If you could pick between more money or more meaning at work, which would you go with?
A recent survey from the Harvard Business Review of 2,000 workers found something surprising. Fully 9 out of 10 people said they’d take more-meaningful work over money any day.
At first, this may seem surprising. But it’s actually in the best interest of businesses, too.
A Cornell University study analyzed job satisfaction-to-productivity ratios, and found meaningful work generates an extra $9,078 per employee—per year!
If your company has 50 employees, what would an extra $435,900 in annual revenue do for you? That’s an easy question to answer.
Meaningful work is a force-multiplier in the marketplace. So, who are the employees who find their work the most meaningful? More importantly, how can leaders create cultures that fuel meaning?
First, though, what exactly do we mean by “meaningful”? It can seem like a catch-all buzzword that means everything (and nothing) all at once. For some, meaningful work could mean stimulating work. For others, it could center on positive social impact.
While meaningful work is highly personal, a study published in the MIT Sloan Management Review gives us a clearer way to understand it. The research showed, “Work that is meaningful … is understood by people not just in the context of their work but also in the wider context of their personal life experiences.”
In other words, when things we value in our personal lives weave together with our working lives, we find meaning in our work. In my experience with my own team, this holds true. For example, because our team get to choose companies to work with that inspire them, and build a schedule that works for their life, there’s meaning and constant learning. Working with world-class executives from companies like Apple, Facebook, Zendesk, Asana, and Google who are constantly scaling, it’s paramount we bring our A-game.
A perfect example is Stacy Baker, a talented business support specialist on our team.

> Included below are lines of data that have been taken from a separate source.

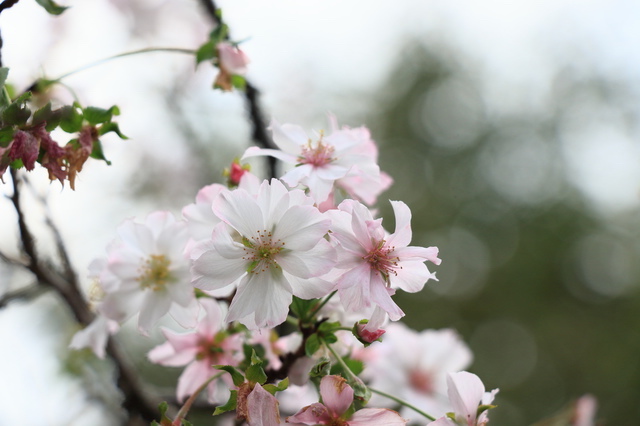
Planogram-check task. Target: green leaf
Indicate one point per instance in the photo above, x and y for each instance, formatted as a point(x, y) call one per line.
point(237, 378)
point(301, 307)
point(17, 113)
point(96, 115)
point(230, 405)
point(322, 368)
point(97, 152)
point(272, 389)
point(312, 345)
point(111, 127)
point(206, 52)
point(51, 7)
point(4, 73)
point(71, 118)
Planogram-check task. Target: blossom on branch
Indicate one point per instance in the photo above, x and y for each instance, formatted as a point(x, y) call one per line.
point(376, 262)
point(272, 247)
point(337, 397)
point(146, 272)
point(345, 155)
point(200, 350)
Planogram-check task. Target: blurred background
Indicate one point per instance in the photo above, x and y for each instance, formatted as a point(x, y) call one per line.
point(510, 129)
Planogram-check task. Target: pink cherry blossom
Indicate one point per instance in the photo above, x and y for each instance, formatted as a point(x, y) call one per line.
point(413, 366)
point(200, 350)
point(375, 262)
point(337, 397)
point(466, 393)
point(146, 272)
point(232, 59)
point(272, 246)
point(322, 160)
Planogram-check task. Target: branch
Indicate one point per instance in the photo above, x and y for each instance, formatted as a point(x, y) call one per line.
point(135, 401)
point(251, 94)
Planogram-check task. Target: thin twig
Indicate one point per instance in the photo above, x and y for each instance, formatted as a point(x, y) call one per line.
point(27, 293)
point(251, 94)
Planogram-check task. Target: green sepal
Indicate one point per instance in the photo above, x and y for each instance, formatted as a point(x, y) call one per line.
point(71, 118)
point(52, 7)
point(272, 389)
point(206, 52)
point(301, 307)
point(97, 152)
point(322, 368)
point(230, 405)
point(96, 115)
point(238, 81)
point(164, 420)
point(354, 365)
point(237, 378)
point(46, 115)
point(6, 136)
point(17, 113)
point(483, 408)
point(312, 344)
point(111, 127)
point(255, 373)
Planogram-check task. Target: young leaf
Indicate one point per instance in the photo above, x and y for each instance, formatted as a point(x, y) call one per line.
point(52, 7)
point(98, 115)
point(231, 404)
point(312, 345)
point(70, 118)
point(206, 52)
point(17, 113)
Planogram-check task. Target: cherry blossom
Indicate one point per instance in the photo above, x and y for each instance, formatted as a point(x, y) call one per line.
point(322, 160)
point(375, 262)
point(337, 397)
point(413, 366)
point(272, 246)
point(200, 350)
point(466, 393)
point(146, 272)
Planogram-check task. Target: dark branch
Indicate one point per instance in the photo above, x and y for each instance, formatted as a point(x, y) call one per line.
point(136, 401)
point(251, 94)
point(27, 293)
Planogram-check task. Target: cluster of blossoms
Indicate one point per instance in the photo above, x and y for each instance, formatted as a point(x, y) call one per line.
point(305, 250)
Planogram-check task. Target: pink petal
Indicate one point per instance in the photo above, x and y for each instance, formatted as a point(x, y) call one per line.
point(311, 415)
point(262, 407)
point(336, 394)
point(465, 392)
point(192, 378)
point(376, 417)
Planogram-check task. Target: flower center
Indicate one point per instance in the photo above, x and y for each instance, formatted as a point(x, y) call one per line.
point(155, 273)
point(261, 251)
point(422, 381)
point(380, 259)
point(318, 154)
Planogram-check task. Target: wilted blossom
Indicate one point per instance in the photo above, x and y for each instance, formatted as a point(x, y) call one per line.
point(337, 397)
point(413, 366)
point(374, 262)
point(466, 393)
point(200, 350)
point(322, 160)
point(272, 247)
point(146, 272)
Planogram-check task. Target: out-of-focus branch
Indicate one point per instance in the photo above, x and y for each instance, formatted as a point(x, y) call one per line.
point(251, 95)
point(27, 293)
point(65, 283)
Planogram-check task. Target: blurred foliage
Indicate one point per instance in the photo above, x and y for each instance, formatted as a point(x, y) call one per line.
point(516, 280)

Her background is in corporate architecture, construction, and engineering environments. However, when her husband was diagnosed with multiple sclerosis (MS), her life situation changed drastically.
Both location and flexibility became very important to them, as her husband is a disabled military veteran and they needed to live near his doctors and medical facilities. Because we’re a fully remote company where our team members get to set their own hours, Stacy has been able to devote time to her husband she couldn’t before, while still having her own rewarding career.
In speaking with her about this, she said, “Since the diagnosis, my husband’s health has declined, and it’s been good mentally for him for me to be home.”
Every day, they have lunch together; something they were previously unable to do. Now, says Stacy, “I have the freedom and flexibility to take my husband to doctor’s appointments, and I still get to work with world-class interior designers, doing something I love.”
Not only is an organizational structure focused on work-life integration serving our team, but it inspires high-retention and best-in-class work.
When we embrace that there is more to our employees’ lives than work, and make room for it, everyone wins.
In a study published by the Society for Human Resource Management (SHRM), 91 percent of HR professionals agreed that “flexible work arrangements positively influence employee engagement, job satisfaction, and retention.”
The SHRM study also argued that things like work-life flexibility should be considered as a valuable strategy to enhance productivity rather than just an employee benefit.
As business leaders, we should consider increasing meaningfulness at work an investment that pays dividends—culturally and financially—rather than an expense.
One of the simplest places to start is by adding flexibility to the mix.
Flexible work was put to the test in a recent Stanford study. For nine months, researchers compared the productivity of flexible working with a traditional 9-to-5 schedule. And the results?
Flexible workers achieved more, were sick less, and were happier (just to name a few).
According to a University of Minnesota study, a flexible working arrangement even promoted more sleep, higher energy levels, and better quality work.
Even better, absenteeism decreases because workers can tend to important life-moments outside of the office without missing a beat.
In fact, I believe in this so much we allow our team to set their own hours in conjunction with the clients they support. Working time should be based on optimal productivity and employee needs within parameters that work for everyone, rather than an outmoded 9-to-5 schedule.
Expanding meaning in our employees’ work pays dividends in the quality of work we do and ultimately client satisfaction. This means a more positive culture, higher employee retention, and less burnout.
One of the quickest paths to facilitating work-life integration is through flexibility. What’s important to our employees should also be important to us.